Экономку звали Лилиан. Она была на двадцать лет моложе Ханса Карло, приняли ее на работу сразу после смерти Элизабет. За последний год багетная мастерская против всех ожиданий превратилась в довольно доходное предприятие, а Гарри только что был призван в армию. Лилиан с ужасом смотрела на строптивую дочь своего нового работодателя, сначала она возмущалась тем, что отец не делает дочери замечаний, но затем вознамерилась хитростью завоевать сердце девочки. «Какая ты милая девочка», — шептала она заискивающе. На что Лайла отвечала: «Никакая я не милая, и не думай, что сможешь заполучить отца!»

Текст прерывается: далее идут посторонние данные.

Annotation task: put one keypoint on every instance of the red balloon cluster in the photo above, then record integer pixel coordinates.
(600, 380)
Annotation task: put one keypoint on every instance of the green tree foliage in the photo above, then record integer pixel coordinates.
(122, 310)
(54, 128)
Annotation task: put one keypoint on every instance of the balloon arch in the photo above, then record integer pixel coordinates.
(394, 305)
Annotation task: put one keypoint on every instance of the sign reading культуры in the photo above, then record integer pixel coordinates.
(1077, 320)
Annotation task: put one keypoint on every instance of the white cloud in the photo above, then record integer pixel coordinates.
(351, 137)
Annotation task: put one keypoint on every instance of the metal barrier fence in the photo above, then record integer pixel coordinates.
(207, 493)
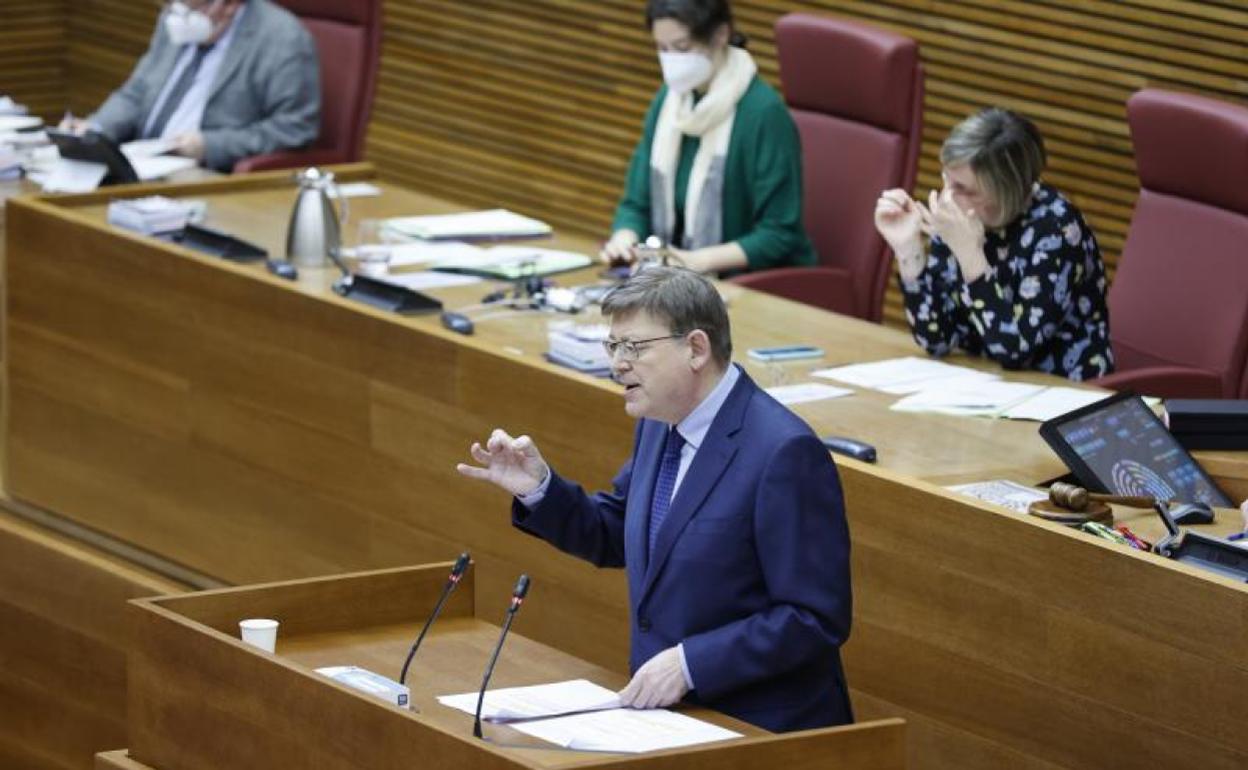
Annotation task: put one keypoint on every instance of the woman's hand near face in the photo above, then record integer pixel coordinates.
(619, 248)
(962, 232)
(899, 220)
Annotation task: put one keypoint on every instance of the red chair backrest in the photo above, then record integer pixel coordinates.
(856, 95)
(1181, 292)
(348, 39)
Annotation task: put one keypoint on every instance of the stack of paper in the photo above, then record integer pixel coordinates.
(580, 347)
(512, 262)
(8, 106)
(900, 376)
(552, 699)
(804, 392)
(150, 160)
(584, 716)
(149, 215)
(1053, 402)
(1002, 492)
(496, 224)
(10, 164)
(982, 398)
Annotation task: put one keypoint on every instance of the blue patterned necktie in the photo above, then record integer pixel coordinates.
(665, 483)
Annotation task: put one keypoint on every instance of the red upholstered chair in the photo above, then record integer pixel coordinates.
(348, 38)
(856, 94)
(1178, 306)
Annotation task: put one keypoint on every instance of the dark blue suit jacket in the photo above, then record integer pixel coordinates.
(750, 569)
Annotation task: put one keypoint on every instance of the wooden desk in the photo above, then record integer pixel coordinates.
(200, 698)
(257, 429)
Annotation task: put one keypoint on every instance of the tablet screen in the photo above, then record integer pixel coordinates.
(1125, 448)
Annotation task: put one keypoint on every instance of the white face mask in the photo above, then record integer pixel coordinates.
(685, 70)
(187, 26)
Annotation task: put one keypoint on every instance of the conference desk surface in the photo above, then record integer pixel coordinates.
(260, 429)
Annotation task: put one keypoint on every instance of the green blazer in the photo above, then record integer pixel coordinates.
(761, 202)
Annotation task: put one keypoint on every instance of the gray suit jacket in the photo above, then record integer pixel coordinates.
(266, 95)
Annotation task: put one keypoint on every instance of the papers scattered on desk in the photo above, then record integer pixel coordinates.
(19, 122)
(579, 714)
(512, 262)
(150, 160)
(10, 164)
(146, 147)
(149, 169)
(975, 398)
(150, 215)
(900, 376)
(355, 190)
(423, 280)
(580, 347)
(995, 398)
(494, 224)
(1002, 492)
(1053, 402)
(8, 106)
(74, 176)
(804, 392)
(625, 730)
(554, 699)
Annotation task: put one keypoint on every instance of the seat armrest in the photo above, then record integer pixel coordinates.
(1165, 382)
(288, 159)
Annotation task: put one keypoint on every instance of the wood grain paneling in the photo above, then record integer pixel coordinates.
(537, 104)
(63, 643)
(33, 54)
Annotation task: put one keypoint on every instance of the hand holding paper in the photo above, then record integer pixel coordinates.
(660, 682)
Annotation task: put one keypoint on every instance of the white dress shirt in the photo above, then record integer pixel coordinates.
(190, 112)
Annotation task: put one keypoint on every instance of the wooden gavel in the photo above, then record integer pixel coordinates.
(1077, 498)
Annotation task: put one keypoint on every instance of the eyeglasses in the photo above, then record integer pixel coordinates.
(632, 350)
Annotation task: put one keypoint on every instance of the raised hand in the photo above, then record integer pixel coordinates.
(962, 232)
(897, 219)
(511, 463)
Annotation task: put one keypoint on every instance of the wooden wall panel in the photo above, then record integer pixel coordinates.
(33, 39)
(537, 104)
(63, 640)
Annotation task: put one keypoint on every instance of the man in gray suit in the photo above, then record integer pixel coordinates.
(222, 80)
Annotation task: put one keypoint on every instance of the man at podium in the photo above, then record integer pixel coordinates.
(728, 518)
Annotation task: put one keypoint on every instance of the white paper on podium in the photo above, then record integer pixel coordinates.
(804, 392)
(423, 280)
(625, 730)
(901, 376)
(1053, 402)
(74, 176)
(160, 166)
(538, 700)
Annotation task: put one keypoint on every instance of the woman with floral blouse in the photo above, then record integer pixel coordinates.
(1012, 271)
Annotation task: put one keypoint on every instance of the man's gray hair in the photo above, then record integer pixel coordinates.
(680, 297)
(1006, 152)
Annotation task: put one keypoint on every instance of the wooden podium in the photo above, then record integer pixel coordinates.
(199, 698)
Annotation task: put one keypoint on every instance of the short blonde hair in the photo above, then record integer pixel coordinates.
(1006, 152)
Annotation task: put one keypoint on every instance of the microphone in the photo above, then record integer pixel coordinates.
(522, 588)
(457, 572)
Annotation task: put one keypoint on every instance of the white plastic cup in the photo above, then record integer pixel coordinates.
(260, 632)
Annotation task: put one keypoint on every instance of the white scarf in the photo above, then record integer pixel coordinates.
(711, 120)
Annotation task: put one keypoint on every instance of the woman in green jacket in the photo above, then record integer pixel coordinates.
(718, 171)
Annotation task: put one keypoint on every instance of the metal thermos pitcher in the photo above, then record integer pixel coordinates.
(316, 226)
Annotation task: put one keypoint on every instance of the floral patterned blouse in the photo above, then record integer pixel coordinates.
(1040, 306)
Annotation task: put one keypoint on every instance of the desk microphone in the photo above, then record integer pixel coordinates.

Этот обмен репликами, однако, встряхнул Ханса Карло, возможно потому, что в ответе Лайлы была какая-то доля истины, и он отреагировал на него звонкой пощечиной, от которой Лайла коротко, почти беззвучно вскрикнула. Затем она повернулась и побежала в подвал, который незадолго до смерти Элизабет залило водой и он превратился в подводную пещеру, где лягушки, жабы и маленькие водяные паучки плавали вместе с фотоальбомами и другими реликвиями прошлого. Теперь вода ушла, и Лайла, слышавшая о потопе, сначала принялась искать черную дыру, о которой, когда она была совсем маленькой, ей нашептывали тетушки и из которой, по ее представлениям, и пришла вода. Но она нашла лишь грязную крышку водостока, после чего попробовала оценить объем разрушений, в результате которых возник этот ужасный беспорядок. В тот же вечер она попросила у отца разрешения привести подвал в порядок, и Ханс Карло согласился, порадовавшись тому, что самому ему не придется копаться в болезненных воспоминаниях.
Одиннадцатилетняя Лайла, ведрами выгребая грязь из подвала, нашла несколько размытых водой фотографий, на которых невозможно было никого узнать. Она обнаружила письма, в которых четкий почерк превратился в таинственные иероглифы, и нашла множество других вещей, среди прочего разрисованный нацистский флаг, который так заплесневел, что сначала она хотела его выбросить. Но, убежденная в том, что в каждом обломке прошлого содержится часть души матери, она отмыла каждую фотографию, прогладила утюгом и поместила в альбомы, которые экономка, пытаясь снискать расположение хозяйской дочери, купила на хозяйственные деньги без ведома Ханса Карло. Вскоре усилия Лайлы принесли плоды, и ей удалось разглядеть мать среди ангелов на фотографиях, которые, как казалось дочери, иллюстрируют небесную жизнь матери по другую сторону смерти. Сначала она удивлялась тому веселью, которое, казалось, царит на небесах. Она видела, как ее мать пьет на брудершафт с какими-то жирными ангелами, как она с развевающимися волосами мчится на мотоцикле по райскому саду, и вскоре увидела ее в каких-то более или менее непристойных сценах, отдающейся ангелам с розовыми губами и позволяющей волосатым сатирам целовать белую шею и лапать бедра, а губы ее при этом складывались в слова, которые могли бы звучать «жизнь прекрасна» и «небеса прекрасны».